# George Hill Interview



## Basel (Mar 31, 2005)

> *NBA.com:* How has your life changed since being drafted?
> *George Hill : *I have a lot of new friends. I have friends that I haven’t heard of in a long time. I don’t know how they got my number but they are blowing my phone up. But I am going to keep the same number. The things I normally do I can't do anymore. You have to take a lot of things more seriously. So, that is probably the biggest thing.
> 
> *NBA.com:* What is the biggest adjustment you will have to make transitioning from college to the pros?
> ...


http://my.nba.com/thread.jspa?threadID=5700020760


----------



## FreeMason Jr. (Jul 12, 2004)

George Hill... bleh


----------



## sasaint (Jun 28, 2005)

Was anybody a fan of the Dallas Cowboys back in the 70's? After they had great draft success with Calvin Hill and Duane Thomas, there was an era when all they did was use their top draft pick on the best athlete from the most obscure college football program that they could find. It was like they took pride not in acquiring talent, but in wowing people with the obscurity of their draft picks. That was what ultimately led to the demise of the old Tex Schramm - Gil Brandt - Tom Landry regime. It's like that has become the Spurs' model.

Spurs: "Here's a wild idea, let's draft a #2 guard from a super-obscure school that really didn't play big-time opponents and turn him into a pro point guard! Use our #1pick on a guy who will have to make TWO unlikely transitions! That ought to Wow 'em!"


----------



## FreeMason Jr. (Jul 12, 2004)

I guess we can find joy in knowing we may have found another hidden gem in Gist.

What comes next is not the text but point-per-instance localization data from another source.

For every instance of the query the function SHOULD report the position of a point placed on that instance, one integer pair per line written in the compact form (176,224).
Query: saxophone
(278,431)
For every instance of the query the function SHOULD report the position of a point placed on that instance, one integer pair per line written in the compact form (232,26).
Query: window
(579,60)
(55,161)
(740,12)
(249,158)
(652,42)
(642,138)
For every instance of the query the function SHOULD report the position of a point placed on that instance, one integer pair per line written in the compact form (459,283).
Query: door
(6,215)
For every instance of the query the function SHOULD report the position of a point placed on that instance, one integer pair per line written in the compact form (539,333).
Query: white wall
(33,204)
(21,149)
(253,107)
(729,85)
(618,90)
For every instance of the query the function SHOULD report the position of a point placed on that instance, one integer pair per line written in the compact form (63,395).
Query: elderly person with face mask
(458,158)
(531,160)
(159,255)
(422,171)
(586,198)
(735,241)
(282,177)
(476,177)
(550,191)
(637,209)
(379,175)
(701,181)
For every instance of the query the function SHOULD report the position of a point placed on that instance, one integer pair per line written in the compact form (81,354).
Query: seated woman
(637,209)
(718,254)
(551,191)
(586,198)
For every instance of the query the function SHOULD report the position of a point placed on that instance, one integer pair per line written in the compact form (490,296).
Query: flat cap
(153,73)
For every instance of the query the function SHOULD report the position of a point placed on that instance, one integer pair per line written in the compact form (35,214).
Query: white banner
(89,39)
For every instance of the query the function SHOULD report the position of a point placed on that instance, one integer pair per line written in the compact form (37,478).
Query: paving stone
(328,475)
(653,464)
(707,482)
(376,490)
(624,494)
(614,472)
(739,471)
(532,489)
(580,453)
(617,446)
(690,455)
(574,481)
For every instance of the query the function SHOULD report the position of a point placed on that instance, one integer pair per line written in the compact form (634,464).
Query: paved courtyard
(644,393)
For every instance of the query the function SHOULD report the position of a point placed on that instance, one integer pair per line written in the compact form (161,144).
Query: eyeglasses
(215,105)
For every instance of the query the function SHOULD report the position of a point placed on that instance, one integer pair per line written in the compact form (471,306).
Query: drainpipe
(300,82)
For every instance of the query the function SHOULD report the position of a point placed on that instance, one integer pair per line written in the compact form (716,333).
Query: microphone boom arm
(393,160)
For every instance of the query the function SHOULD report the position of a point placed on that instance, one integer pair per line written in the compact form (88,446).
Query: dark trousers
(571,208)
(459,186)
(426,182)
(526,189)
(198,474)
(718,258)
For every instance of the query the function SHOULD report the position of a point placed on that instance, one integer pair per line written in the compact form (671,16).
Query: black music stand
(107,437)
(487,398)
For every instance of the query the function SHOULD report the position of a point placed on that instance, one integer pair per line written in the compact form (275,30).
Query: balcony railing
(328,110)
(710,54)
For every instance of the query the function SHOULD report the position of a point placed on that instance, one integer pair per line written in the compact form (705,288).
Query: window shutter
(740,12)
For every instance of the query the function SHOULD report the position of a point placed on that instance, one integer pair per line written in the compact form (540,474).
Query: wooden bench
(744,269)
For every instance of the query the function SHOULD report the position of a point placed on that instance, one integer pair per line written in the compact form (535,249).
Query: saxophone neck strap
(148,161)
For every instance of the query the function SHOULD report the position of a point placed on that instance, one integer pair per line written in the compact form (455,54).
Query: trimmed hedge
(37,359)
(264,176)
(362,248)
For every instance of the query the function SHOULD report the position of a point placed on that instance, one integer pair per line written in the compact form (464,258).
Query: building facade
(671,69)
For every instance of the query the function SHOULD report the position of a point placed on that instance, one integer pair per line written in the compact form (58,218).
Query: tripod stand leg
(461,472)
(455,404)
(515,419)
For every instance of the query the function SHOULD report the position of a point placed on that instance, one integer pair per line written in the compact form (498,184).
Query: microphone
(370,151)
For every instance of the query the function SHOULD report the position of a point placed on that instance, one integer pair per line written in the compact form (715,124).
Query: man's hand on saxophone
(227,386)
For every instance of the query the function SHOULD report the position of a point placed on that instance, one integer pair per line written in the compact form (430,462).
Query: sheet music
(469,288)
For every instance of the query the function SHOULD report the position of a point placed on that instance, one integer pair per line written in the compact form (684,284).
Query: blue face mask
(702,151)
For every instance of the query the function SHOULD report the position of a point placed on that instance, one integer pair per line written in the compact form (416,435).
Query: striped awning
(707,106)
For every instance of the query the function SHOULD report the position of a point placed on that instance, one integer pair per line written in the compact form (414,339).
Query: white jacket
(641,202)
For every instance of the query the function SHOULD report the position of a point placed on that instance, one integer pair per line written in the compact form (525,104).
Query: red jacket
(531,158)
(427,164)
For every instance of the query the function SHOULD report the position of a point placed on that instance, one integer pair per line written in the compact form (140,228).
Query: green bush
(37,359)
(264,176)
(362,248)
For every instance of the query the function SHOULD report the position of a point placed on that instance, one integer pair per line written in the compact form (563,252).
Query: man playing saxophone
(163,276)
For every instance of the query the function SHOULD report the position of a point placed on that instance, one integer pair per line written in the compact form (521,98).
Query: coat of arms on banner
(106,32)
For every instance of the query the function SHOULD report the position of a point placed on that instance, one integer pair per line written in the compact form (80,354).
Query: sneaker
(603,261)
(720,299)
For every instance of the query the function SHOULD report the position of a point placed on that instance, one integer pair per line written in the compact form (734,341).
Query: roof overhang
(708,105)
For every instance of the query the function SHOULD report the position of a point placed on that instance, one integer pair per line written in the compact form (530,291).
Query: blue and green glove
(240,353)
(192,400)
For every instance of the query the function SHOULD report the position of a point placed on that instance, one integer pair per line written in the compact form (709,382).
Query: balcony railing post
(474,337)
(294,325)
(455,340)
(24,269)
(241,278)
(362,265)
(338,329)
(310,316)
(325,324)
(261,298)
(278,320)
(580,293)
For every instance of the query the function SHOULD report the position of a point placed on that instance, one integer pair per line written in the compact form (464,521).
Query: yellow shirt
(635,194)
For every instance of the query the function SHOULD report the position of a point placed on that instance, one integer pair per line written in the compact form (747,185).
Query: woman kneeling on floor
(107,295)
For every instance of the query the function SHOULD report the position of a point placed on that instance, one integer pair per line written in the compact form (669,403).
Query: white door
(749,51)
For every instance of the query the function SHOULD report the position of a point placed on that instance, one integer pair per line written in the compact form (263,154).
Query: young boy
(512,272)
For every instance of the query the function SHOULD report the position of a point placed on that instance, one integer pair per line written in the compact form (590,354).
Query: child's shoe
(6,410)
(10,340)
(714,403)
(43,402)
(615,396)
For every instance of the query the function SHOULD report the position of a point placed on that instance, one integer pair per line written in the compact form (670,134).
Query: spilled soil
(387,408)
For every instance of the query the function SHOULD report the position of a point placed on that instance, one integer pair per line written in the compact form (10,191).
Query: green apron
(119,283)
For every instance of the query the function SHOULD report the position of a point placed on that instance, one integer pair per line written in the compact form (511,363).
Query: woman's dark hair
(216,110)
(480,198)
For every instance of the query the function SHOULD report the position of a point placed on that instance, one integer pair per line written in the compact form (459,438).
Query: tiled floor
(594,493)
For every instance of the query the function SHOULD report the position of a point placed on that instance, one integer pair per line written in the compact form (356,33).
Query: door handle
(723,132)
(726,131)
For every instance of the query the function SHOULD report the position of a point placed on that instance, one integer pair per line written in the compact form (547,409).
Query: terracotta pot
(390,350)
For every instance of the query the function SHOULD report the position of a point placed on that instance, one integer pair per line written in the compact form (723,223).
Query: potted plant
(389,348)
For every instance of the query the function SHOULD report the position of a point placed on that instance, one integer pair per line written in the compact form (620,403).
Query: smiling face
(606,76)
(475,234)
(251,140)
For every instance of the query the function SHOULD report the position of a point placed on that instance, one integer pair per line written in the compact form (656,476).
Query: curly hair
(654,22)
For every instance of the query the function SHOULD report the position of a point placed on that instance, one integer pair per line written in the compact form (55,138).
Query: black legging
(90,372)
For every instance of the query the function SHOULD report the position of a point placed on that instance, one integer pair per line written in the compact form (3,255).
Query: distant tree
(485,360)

Oh, and how old are you, sasaint?


----------



## sasaint (Jun 28, 2005)

ezealen said:


> I guess we can find joy in knowing we may have found another hidden gem in Gist.
> 
> Oh, and how old are you, sasaint?


I hope you're right, and Gist is a gem. The Spurs need all of 'em they can luck into.

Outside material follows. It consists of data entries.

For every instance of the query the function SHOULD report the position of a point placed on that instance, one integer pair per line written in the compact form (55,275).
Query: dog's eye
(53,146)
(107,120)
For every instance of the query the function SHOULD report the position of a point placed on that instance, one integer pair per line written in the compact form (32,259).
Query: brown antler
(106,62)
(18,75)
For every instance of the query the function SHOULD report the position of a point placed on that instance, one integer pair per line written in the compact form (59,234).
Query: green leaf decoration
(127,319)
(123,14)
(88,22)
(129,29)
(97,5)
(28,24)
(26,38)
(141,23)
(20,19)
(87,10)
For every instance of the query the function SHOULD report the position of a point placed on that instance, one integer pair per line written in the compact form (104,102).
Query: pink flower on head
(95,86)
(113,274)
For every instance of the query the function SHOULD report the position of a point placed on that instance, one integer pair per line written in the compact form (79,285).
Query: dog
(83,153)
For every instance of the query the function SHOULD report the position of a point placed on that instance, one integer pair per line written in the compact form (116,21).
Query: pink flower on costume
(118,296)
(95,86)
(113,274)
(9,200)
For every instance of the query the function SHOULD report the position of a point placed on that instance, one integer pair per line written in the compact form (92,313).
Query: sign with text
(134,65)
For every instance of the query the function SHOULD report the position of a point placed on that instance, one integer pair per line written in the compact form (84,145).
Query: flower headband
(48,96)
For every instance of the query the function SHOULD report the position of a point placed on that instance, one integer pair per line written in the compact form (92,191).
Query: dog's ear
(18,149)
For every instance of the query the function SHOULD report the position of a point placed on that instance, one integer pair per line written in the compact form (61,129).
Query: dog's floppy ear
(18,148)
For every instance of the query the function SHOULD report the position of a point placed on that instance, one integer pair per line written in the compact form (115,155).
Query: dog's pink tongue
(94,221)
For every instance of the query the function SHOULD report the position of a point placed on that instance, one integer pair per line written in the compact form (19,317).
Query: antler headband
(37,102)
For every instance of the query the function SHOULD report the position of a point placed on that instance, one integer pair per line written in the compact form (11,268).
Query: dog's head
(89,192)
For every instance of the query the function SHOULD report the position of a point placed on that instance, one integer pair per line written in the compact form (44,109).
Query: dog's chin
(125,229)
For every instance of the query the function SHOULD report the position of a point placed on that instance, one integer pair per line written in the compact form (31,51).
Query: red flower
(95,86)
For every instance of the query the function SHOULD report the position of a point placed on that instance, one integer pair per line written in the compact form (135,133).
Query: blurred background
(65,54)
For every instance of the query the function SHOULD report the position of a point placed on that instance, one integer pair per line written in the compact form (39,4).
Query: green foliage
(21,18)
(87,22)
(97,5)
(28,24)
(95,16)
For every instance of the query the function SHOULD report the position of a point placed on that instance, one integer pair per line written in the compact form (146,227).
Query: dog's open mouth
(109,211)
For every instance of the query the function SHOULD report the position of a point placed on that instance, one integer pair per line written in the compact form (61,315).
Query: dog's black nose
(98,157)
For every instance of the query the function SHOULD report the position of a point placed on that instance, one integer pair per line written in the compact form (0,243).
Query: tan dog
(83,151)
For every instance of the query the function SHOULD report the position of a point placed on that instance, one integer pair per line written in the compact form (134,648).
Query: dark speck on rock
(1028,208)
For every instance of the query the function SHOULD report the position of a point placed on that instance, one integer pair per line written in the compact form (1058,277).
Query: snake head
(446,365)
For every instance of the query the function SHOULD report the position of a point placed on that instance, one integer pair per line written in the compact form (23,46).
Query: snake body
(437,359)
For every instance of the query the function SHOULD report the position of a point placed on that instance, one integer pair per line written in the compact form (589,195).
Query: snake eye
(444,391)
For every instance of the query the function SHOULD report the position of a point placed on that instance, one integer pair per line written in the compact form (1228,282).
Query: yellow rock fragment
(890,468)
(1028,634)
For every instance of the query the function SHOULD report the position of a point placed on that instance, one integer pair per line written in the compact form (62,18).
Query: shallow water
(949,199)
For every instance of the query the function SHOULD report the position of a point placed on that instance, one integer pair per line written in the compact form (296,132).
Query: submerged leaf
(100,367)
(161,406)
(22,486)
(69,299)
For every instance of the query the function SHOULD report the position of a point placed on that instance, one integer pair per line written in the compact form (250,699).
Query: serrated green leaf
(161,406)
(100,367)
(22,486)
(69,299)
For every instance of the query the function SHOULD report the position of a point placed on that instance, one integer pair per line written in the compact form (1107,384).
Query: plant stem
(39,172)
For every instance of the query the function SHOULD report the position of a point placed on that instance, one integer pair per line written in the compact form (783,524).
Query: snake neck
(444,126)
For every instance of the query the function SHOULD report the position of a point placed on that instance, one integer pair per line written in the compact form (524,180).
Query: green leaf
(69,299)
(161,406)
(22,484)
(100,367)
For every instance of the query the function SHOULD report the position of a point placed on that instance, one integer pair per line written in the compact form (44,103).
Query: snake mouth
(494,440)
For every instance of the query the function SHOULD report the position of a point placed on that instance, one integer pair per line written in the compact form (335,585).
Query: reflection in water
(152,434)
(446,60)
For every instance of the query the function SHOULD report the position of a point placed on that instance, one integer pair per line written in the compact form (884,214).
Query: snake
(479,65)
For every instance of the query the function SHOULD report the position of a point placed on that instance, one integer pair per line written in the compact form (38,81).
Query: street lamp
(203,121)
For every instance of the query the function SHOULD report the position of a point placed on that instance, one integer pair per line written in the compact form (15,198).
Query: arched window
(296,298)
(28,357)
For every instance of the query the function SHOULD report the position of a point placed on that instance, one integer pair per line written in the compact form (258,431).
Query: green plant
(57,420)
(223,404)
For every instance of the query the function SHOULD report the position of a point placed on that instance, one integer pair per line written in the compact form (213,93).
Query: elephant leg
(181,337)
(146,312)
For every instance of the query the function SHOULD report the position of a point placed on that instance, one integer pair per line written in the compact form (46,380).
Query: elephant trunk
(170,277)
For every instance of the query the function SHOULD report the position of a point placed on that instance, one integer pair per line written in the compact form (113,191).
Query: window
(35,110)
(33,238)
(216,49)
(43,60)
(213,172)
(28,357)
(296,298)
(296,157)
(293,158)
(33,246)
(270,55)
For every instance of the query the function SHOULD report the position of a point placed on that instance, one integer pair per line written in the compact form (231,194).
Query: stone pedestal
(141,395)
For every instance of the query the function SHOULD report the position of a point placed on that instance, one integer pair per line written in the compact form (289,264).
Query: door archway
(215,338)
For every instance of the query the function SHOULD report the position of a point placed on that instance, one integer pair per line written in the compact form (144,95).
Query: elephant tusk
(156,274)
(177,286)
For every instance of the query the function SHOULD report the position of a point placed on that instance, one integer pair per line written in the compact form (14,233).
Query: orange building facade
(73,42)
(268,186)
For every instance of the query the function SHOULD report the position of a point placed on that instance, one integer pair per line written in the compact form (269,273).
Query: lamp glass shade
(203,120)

I'm old enough to remember Dan Reeves - as a Dallas Cowboy running back. I remember when Don Meredith BECAME their starting QB.

I'm old enough to remember when pro basketball was a sport and not merely entertainment. I remember when rules were rules, and they were enforced pretty uniformly. I remember watching Oscar Robertson when he AVERAGED a triple double for one entire season and nearly did it in several others. (He still gets my vote for most complete basketball player of all time.)

I'm 54. Why do you ask?


----------



## TiMVP2 (Jun 19, 2003)

Is anyone else going to cry once Mario Chalmers has a good performance at all this year? I was so pissed when we picked this dude....


----------